KubeCon Europe 2025: days 2-3 (at last)

I’ve (finally) finished writing my my notes from the remainder of KubeCon; see my previous post for some background and initial thoughts. This is a lot later than I’d like, I was pretty tired after each day in the end and then life and other work has taken over a little bit since then. Hopefully it’s not all too murky to make sense of my notes. At least by now, the videos are up, so I can jog my memory as I go. I’ll add links to the recording of each talk, and also go back and do the same for my previous post.

This’ll be a pretty long one, as a paragraph or two for all the sessions I attended adds up fast. My general summary is sadly a bit removed from my feelings at the time, but I’ll do my best to remember my feelings at the time.


Day 2

Keynotes

This was the first day we made it to the keynotes. Unfortunately, there were a few issues with the clicker and screens for the speakers today. Today’s keynotes were the “end-user showcase”, where “end-user” in CNCF jargon means “company which has deployed Kubernetes” (not “someone who visits a website served by Kubernetes”). As a result, I didn’t get as much from these keynotes as I did from the talks in general or the next day’s, especially as almost all of the end-users were operating on a vastly larger scale than we do.

My notes from the flurry of end-users on stage are pretty brief, as each one only had a few minutes, and I had to take their (obviously sugar-coated) takes on Kubernetes tech at face value without being able to get into much detail.

HSBC

My only notes here are “stunning shirt” and “way bigger than anything we do”.

Peptone

As they did for the whole conference, my ears metaphorically pricked up when I saw a research-y organisation appear on stage, in this case a biotech company modelling disordered proteins or something (biology was never my strongest science).
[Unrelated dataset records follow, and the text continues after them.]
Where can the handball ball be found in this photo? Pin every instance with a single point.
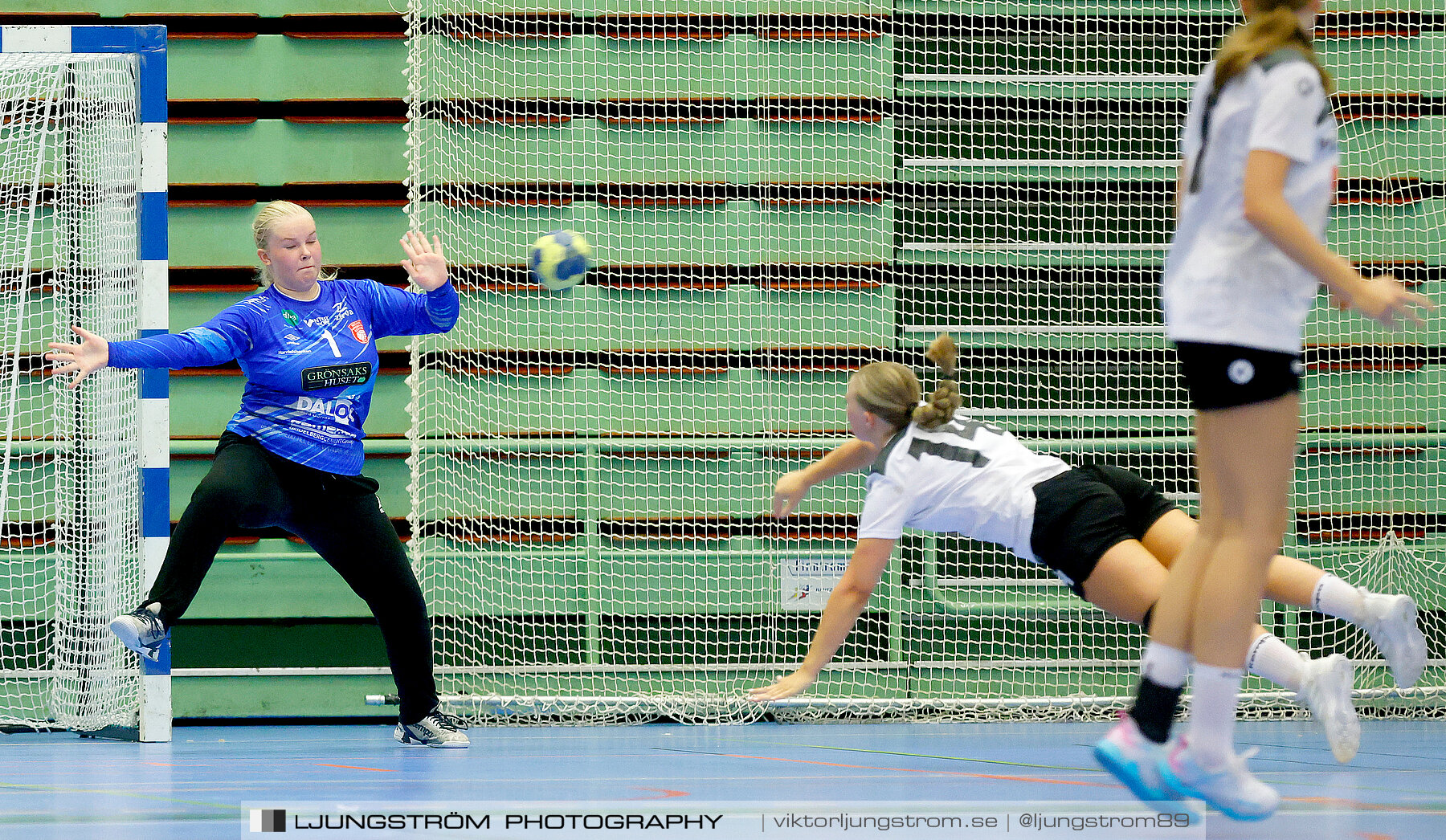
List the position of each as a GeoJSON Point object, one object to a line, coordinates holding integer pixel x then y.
{"type": "Point", "coordinates": [560, 259]}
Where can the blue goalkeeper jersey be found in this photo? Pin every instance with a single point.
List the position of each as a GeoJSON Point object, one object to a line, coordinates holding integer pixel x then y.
{"type": "Point", "coordinates": [310, 365]}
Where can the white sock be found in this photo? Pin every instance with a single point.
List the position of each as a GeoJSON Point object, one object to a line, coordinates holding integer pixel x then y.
{"type": "Point", "coordinates": [1212, 713]}
{"type": "Point", "coordinates": [1337, 597]}
{"type": "Point", "coordinates": [1164, 666]}
{"type": "Point", "coordinates": [1276, 661]}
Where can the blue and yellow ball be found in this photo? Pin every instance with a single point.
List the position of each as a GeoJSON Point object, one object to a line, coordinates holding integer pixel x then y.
{"type": "Point", "coordinates": [560, 259]}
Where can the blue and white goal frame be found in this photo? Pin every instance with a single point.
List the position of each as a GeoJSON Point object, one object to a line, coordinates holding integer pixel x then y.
{"type": "Point", "coordinates": [149, 47]}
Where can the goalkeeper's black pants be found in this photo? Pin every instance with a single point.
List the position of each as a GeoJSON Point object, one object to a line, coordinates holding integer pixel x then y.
{"type": "Point", "coordinates": [339, 516]}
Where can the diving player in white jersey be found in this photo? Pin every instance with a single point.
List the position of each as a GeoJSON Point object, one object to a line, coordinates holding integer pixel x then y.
{"type": "Point", "coordinates": [291, 456]}
{"type": "Point", "coordinates": [1108, 534]}
{"type": "Point", "coordinates": [1257, 180]}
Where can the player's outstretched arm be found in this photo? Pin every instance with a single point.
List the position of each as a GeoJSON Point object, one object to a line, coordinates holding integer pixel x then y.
{"type": "Point", "coordinates": [844, 608]}
{"type": "Point", "coordinates": [1383, 300]}
{"type": "Point", "coordinates": [791, 487]}
{"type": "Point", "coordinates": [81, 359]}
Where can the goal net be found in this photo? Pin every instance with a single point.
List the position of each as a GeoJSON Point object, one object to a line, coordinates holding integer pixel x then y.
{"type": "Point", "coordinates": [780, 191]}
{"type": "Point", "coordinates": [70, 536]}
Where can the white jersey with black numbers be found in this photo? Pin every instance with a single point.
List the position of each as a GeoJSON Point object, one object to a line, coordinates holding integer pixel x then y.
{"type": "Point", "coordinates": [1223, 281]}
{"type": "Point", "coordinates": [963, 478]}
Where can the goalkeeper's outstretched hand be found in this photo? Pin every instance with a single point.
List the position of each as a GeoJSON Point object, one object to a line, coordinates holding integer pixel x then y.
{"type": "Point", "coordinates": [788, 492]}
{"type": "Point", "coordinates": [81, 359]}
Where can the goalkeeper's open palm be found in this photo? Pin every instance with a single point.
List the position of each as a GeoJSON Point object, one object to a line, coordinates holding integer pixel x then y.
{"type": "Point", "coordinates": [424, 260]}
{"type": "Point", "coordinates": [81, 359]}
{"type": "Point", "coordinates": [782, 687]}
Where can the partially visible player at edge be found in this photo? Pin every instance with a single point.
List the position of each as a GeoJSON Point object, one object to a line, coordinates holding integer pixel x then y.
{"type": "Point", "coordinates": [1257, 181]}
{"type": "Point", "coordinates": [1108, 534]}
{"type": "Point", "coordinates": [292, 455]}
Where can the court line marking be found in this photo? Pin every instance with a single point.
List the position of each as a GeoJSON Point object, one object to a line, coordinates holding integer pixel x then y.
{"type": "Point", "coordinates": [901, 769]}
{"type": "Point", "coordinates": [665, 793]}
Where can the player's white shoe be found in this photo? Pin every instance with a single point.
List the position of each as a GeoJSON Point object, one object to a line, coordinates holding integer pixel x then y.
{"type": "Point", "coordinates": [141, 630]}
{"type": "Point", "coordinates": [1229, 787]}
{"type": "Point", "coordinates": [1134, 760]}
{"type": "Point", "coordinates": [1390, 621]}
{"type": "Point", "coordinates": [1326, 693]}
{"type": "Point", "coordinates": [437, 729]}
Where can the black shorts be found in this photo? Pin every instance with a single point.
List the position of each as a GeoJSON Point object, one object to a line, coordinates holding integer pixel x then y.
{"type": "Point", "coordinates": [1227, 376]}
{"type": "Point", "coordinates": [1082, 514]}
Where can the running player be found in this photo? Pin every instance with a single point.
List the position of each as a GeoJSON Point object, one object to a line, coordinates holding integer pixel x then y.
{"type": "Point", "coordinates": [1257, 181]}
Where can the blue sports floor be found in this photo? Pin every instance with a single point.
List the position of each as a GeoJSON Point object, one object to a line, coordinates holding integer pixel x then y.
{"type": "Point", "coordinates": [61, 785]}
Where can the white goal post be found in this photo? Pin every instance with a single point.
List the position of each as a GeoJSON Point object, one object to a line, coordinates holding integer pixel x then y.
{"type": "Point", "coordinates": [84, 473]}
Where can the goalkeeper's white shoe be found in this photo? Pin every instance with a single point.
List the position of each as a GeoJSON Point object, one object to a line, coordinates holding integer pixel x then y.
{"type": "Point", "coordinates": [1326, 693]}
{"type": "Point", "coordinates": [437, 729]}
{"type": "Point", "coordinates": [1390, 621]}
{"type": "Point", "coordinates": [141, 630]}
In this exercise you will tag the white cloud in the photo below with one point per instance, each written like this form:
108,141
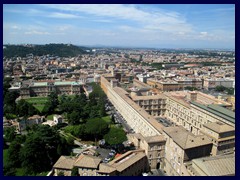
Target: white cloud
204,33
62,15
34,32
157,20
16,27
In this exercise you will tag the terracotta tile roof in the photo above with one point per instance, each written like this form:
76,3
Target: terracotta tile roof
64,162
87,161
186,139
216,165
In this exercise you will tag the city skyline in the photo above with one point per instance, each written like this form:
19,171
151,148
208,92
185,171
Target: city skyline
136,25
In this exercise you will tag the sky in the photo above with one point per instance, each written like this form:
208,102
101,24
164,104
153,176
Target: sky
125,25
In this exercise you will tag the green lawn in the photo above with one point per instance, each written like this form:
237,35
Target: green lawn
50,117
43,173
39,107
37,100
107,119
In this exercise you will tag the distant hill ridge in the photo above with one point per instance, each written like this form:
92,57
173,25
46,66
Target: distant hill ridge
61,50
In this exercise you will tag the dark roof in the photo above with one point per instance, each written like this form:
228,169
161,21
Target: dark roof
217,110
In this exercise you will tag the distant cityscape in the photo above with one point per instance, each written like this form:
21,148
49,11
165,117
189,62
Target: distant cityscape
119,89
175,107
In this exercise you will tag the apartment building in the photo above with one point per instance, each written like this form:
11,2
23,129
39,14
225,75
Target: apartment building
175,84
181,147
136,117
221,165
154,147
211,83
153,105
222,136
131,163
191,112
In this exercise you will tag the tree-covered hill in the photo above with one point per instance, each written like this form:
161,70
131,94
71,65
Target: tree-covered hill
61,50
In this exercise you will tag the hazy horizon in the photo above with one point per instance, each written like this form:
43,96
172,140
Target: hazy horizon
194,26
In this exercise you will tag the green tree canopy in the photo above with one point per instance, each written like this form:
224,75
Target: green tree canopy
96,127
115,136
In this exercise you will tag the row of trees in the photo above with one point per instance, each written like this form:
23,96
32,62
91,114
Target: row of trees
35,152
62,50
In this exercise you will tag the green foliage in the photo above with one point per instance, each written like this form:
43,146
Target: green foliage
62,50
9,102
73,118
41,149
13,154
115,136
61,173
96,127
10,134
25,109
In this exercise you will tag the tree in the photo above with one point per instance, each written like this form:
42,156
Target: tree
61,173
13,154
73,118
22,107
115,136
10,134
74,171
41,149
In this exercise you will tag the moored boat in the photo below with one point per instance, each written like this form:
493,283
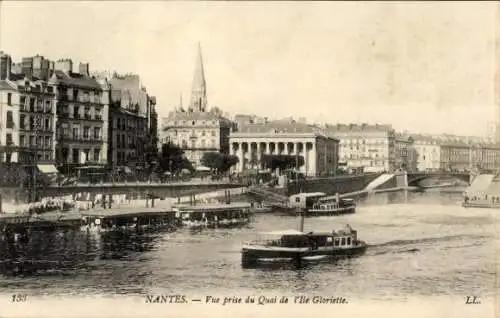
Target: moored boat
299,246
314,207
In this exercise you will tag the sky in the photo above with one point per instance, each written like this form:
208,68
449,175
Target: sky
420,66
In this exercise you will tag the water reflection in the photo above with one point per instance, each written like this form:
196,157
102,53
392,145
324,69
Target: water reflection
49,250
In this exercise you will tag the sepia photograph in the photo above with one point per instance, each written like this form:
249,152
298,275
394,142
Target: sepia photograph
234,158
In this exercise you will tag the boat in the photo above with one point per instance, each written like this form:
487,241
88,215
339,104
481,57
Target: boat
343,206
314,207
299,246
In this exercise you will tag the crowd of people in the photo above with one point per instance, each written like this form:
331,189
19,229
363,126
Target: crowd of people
482,198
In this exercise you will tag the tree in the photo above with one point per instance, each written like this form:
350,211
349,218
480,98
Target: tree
218,161
254,160
171,158
282,162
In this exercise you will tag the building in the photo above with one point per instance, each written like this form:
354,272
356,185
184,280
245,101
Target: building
405,154
252,141
27,120
427,151
132,120
367,147
197,130
82,104
456,155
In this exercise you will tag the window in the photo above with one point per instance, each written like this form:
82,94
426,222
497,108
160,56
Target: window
86,132
97,132
47,142
87,113
10,120
97,113
8,139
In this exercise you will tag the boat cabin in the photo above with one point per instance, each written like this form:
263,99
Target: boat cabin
345,238
305,200
332,205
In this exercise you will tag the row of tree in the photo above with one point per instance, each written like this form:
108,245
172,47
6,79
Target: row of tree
171,158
My main takeaway from this one was that they found it easy to migrate from dev machines with local GPUs to using Nvidia cards in the DGX cloud.

Spotify

This talk was focused on their Backstage “Internal Developer Platform”, which is a UI to let developers (and presumably SREs, platform engineers, devops engineers and whatever the trendy job title is these days) see what is going on across Kubernetes. It was interesting to hear how they had to balance company-internal needs and those coming from the open-source community as they built improvements.

Apple

The first of many times that I saw Katie Gamanji on stage at this conference, today with her Apple hat on (rather than as part of the Technical Oversight Committee as she appeared later on). Her topic was about how Apple used gRPC to connect the Apple Intelligence system (running locally on iPhones/iPads/Macs) to private clusters. Surprisingly enough for an Apple project it was written in Swift, and as a result it was too hard to resist mentioning that it was Memory Safe (as opposed to all the other CNCF projects written in Go).

End User Awards

This was mostly a promotion for various engagement activities run by the CNCF for end users. It was the first time I’d heard “observability” being reduced to the numeronym “o11y”, which for some terrible reason the speaker pronounced as “olly”. Numeronyms in general have a slightly bad reputation, which might not be entirely deserved, but I don’t think there’s ever a reason not to pronounce them as the thing they abbreviate.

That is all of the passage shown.